Moderation is a subjective term; it means something different for each person. For one person, eating in moderation could mean eating five french fries, while for another it could mean ordering a medium fry instead of a large. Many people have a skewed idea of what moderation is. One study found that the more someone likes a certain food, the bigger a portion their definition of a moderate serving is.

Ok, so moderation is a complex word. But it’s also an important one. Learning to eat in moderation can help you achieve and maintain a healthy body weight without having to restrict your food intake. Here’s how to figure out what ‘eating in moderation’ means for you personally.

Define ‘Moderation’ For Yourself

How the 80/20 rule plays out in your diet is up to you. This is where you need to think about what eating principles make the most sense for you. What guidelines will help you make reasonable (or moderate) decisions when it comes to food. I call them guidelines instead of rules, because rules are rigid, and don’t work in our constantly changing lives. Being flexible is the key to having a balanced diet and developing a healthier relationship with food. So grab a pen and piece of paper (or your computer) and try this simple exercise.

  1. Write down all the situations or events that regularly occur in which you’re faced with making decisions about what foods to eat. This could be your monthly book club, your weekly coffee meeting, client dinners, family parties, Sunday brunch, weekend dinners out to eat, etc.
  2. Now divide up those foods and experiences into two categories, most important and least important. Which foods do you get the most joy out of eating, and which could you do without?

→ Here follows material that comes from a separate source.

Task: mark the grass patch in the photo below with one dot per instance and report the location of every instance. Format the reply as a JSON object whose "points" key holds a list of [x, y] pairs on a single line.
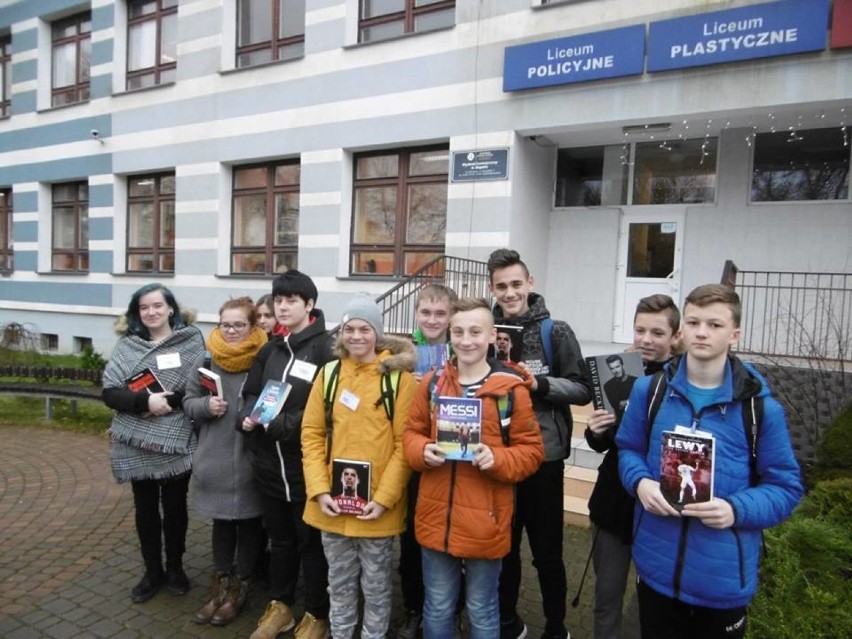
{"points": [[90, 416]]}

This will help you figure out some eating guidelines that are pertinent to you, allowing you to indulge in the foods that you most enjoy, and skip those that don’t matter to you as much.

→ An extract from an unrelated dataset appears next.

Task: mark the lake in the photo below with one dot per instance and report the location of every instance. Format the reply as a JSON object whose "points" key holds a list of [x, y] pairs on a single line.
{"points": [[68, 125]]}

For example, here are some of my personal guidelines:

  • I don’t like candy, but I love chocolate. So I skip the office treat jar and indulge in good quality chocolate once or twice a week.
  • Donuts and pastries are ok, but I really love chocolate chip cookies. I pass over the coffee shop pastries and hold out for my favorite homemade cookies.
  • While I enjoy wine, there are some nights when I’m out and just don’t feel like drinking. I’ll listen to my body and drink water those nights, saving the wine for when I really want it.
  • If I am eating dinner at a restaurant I really love, I’ll eat a healthy breakfast and lunch with lots of protein and veggies to balance out a bigger evening meal.
  • I love New York bagels, so I’ll skip mediocre bagels and wait for when I can get to my favorite NYC bagel shop.

Remember that satisfaction is even more important than fullness when it comes to guiding our eating behavior. Thinking about what foods satisfy you, and what ones not so much, can also help guide your decisions and naturally come to a place of balance and moderation.